Laurens van Hoorn, fondateur du site de vente d'occasion, avait pourtant pris toutes les précautions nécessaires, s'abritant tout à la fois derrière un arrêt de la Cour de Justice de l'Union européenne (affaire Oracle contre UsedSoft). Il prenait au mot le fait que, si l'on pouvait revendre d'occasion un logiciel, il était possible de faire de même avec un livre numérique.

 

« Les consommateurs savent que chaque livre numérique nouvellement acheté peut être revendu. Les auteurs peuvent également en profiter », précise-t-il sur sa plateforme. Les fichiers achetés sur Bol.com ou eBook.nl, les deux grandes plateformes néerlandaises d'ebooks, pouvaient donc être revendus sans peine. Le site garantit même qu'après la revente d'occasion, le fichier est supprimé directement de l'ordinateur et de son lecteur ebook. Il ajoutait d'ailleurs une solution watermarking spécifique, pour garantir que l'occasion ne pouvait pas être mise en partage sur les réseaux pirates. 

 

L'avocat de la GAU, Christiaan Alberdingh Thijm, a été mandaté pour les procédures juridiques qui vont désormais découler de ce différend.
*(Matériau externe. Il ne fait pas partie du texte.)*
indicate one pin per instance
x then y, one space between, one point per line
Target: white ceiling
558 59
Les éditeurs prétendent en effet que l'on peut trouver des versions piratées, mises en vente sur le site, et que ce dernier ne prend pas les mesures techniques de protection suffisantes pour combattre ce problème.

 

Les éditeurs pointent également que la décision Oracle contre UsedSoft ne désigne que les logiciels et qu'en aucun cas, ebooks ni audiobooks ne peuvent être revendus sur la base de cette décision. Par ailleurs, cette approche pourrait poser un problème de taille, concernant la TVA : reconnu en tant que service, logiciel donc, le livre numérique serait contraint de se voir appliquer une TVA forte - et non la possibilité d'une TVA réduite. Bien que pour l'heure, au niveau européen, il soit interdit de mettre les ebooks sous un taux réduit. 

 

Or, en février 2010, déjà, une députée néerlandaise réclamait la possibilité d'appliquer une TVA basse pour ce format - soit 6 % contre 19 % alors. L'eurodéputée Sophie in't Veld plaidait en faveur de cette diminution, considérant que l'ebook était désavantagé commercialement par un taux fort. En l'état, la situation n'a pas vraiment avancé : en février 2013, les Pays-Bas contestaient l'harmonisation ebook/livre papier pratiquée par la France et le Luxembourg. 

 

Le fondateur a assuré qu'il ignorerait la demande des plaignants, réaffirmant que son projet est tout à fait légal, et que toutes les garanties sont apportées pour empêcher la vente d'ebooks contrefaits. (via NRC.nl)

 

Pour l'heure, le site est toujours accessible. « Je pense que nous sommes du même côté de la table. Les deux parties sont concernées par la lutte contre l'utilisation illégale de livres numériques. Nous sommes tous deux opposés au piratage des ebooks, et je pense que si nous travaillons ensemble, nous en ferions un sujet bien plus sérieux », promet van Hoorn.